The little boy thought about it for a moment and said, “Okay,
I’ll go play with him for a while if he doesn’t have any friends because of his
face.”

Writings, stories, and the like are subject to
interpretation and occasionally we can divine the wrong message; the author
intends one thing, the listener receives another.
(Just ask a priest how often that happens
with his homilies.)
Scripture is no less
susceptible to this.
Though it is God
speaking to us, He is speaking to us through human authors.

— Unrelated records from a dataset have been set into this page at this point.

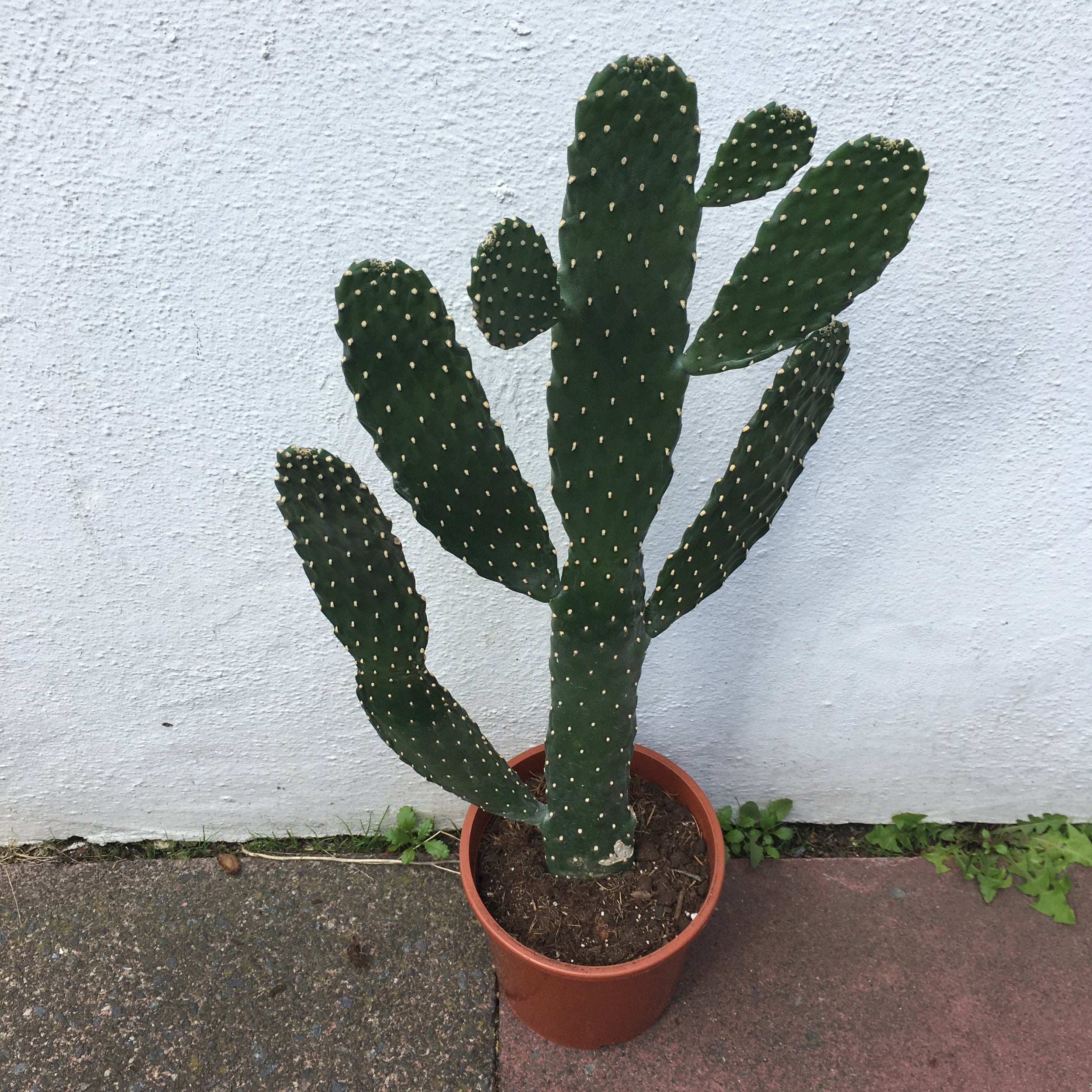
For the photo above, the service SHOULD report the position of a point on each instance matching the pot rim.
(579, 971)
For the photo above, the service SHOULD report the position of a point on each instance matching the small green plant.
(1039, 852)
(909, 833)
(756, 831)
(411, 836)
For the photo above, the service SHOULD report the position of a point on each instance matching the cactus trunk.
(594, 672)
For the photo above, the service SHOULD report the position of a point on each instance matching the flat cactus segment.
(767, 461)
(356, 568)
(761, 153)
(514, 284)
(828, 241)
(628, 241)
(418, 396)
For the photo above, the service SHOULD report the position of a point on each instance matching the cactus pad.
(418, 396)
(514, 284)
(827, 243)
(767, 461)
(761, 153)
(356, 567)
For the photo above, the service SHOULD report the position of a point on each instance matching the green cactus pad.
(418, 396)
(763, 152)
(767, 461)
(356, 567)
(827, 243)
(514, 284)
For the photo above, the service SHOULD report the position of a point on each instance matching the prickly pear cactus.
(615, 307)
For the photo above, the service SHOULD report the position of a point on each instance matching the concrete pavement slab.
(311, 978)
(854, 975)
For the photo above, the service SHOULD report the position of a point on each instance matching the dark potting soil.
(611, 919)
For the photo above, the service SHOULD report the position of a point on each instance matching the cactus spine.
(616, 309)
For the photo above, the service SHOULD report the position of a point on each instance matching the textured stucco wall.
(183, 185)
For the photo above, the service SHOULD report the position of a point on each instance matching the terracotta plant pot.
(589, 1007)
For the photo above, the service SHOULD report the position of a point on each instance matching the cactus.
(616, 311)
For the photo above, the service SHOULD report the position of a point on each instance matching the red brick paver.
(854, 975)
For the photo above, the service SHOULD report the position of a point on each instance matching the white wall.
(182, 187)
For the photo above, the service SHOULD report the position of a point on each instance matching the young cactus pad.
(616, 311)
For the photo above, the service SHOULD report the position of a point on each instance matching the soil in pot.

If we want to understand what Scripture is
really saying we must first determine the medium that the author is using.
The Bible is not a book.
It is a collection of books – a small library
containing books on poetry, history, stories, parables, music, and the whole
lot.
A parable cannot be read in the
same way that a book on history is read.
And sometimes history was recorded in a different (but no less accurate
way) than modern history is recorded.

That being said, even though the Bible is many books, there
must be unity among them.
The message
must be consistent from beginning to end.
And interpretation of the Scripture (held firmly in check by Sacred
Tradition among Catholics) must be consistent from first century to last.

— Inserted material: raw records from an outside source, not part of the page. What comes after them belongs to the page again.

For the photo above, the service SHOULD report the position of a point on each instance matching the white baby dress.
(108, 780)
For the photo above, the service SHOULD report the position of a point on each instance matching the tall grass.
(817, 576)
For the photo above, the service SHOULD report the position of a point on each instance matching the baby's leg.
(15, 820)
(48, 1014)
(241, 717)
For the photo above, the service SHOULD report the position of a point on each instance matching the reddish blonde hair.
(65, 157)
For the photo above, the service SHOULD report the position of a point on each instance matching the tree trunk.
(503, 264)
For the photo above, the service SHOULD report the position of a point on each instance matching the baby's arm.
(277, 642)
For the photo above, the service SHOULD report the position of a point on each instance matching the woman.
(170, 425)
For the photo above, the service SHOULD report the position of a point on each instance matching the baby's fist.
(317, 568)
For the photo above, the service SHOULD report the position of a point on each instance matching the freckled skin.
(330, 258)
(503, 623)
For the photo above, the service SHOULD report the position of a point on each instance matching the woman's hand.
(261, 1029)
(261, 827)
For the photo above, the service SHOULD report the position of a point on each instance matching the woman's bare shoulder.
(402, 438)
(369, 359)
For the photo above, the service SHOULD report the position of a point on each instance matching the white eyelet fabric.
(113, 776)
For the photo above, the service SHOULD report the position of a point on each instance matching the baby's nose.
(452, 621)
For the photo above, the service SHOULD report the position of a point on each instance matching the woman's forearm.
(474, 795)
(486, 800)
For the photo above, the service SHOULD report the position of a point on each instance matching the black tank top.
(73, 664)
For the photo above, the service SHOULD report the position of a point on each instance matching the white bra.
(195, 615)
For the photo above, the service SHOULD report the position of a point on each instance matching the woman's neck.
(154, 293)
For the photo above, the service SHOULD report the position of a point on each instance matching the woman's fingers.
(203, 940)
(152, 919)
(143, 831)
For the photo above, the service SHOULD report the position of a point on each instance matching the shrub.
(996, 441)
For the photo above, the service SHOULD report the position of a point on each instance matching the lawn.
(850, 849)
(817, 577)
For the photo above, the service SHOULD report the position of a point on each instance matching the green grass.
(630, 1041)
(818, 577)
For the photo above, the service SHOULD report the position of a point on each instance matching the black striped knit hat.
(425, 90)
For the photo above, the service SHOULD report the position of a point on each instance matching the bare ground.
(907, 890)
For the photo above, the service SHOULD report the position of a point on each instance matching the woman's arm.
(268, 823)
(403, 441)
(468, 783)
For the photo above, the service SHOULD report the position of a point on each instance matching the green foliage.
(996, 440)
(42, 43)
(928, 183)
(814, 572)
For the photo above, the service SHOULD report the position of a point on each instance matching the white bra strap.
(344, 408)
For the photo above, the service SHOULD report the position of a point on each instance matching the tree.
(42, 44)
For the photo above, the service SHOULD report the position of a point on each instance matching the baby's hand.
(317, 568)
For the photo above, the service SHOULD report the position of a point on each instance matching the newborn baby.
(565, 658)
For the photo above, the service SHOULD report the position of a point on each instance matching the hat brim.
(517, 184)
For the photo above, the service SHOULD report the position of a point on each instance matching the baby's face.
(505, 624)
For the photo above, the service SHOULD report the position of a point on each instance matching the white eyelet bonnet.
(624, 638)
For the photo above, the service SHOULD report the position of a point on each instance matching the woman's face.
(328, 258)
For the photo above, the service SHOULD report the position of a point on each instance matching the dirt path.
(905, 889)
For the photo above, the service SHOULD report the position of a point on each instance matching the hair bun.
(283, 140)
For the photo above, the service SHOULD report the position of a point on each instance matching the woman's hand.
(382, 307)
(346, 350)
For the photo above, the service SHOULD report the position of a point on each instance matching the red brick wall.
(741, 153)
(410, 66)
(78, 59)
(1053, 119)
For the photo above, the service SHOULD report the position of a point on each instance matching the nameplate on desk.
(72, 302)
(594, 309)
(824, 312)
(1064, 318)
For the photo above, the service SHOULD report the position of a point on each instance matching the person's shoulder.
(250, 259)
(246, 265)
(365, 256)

This is where the Church plays a vital role
in interpreting Scripture.
And by “Church”
we do not mean three old men in Rome as the common fancy makes it out to
be.
Chesterton would refer to it as the
democracy of the dead.
It is the
understood experience of the faith beginning with Apostles, the early Church
Fathers, the lived faith of 2,000 years of Catholics, and how Catholics live
the faith around the world.
It will not
be the case that Holy Spirit will suddenly tell the pope that it’s now Okay to
have same sex marriage or that baptism should only be performed on adults.
That is not the experience of the Church
going back 2,000 years.
To be able to do
that as many Churches do, would be to say what was truth in 1592 is not true in
2004.
It would be just as logical to say
what is true at 2:00PM on Wednesday is not true on Thursday at 6:24AM.
Truth is either truth or it is not.
Modern culture says truth is subjective.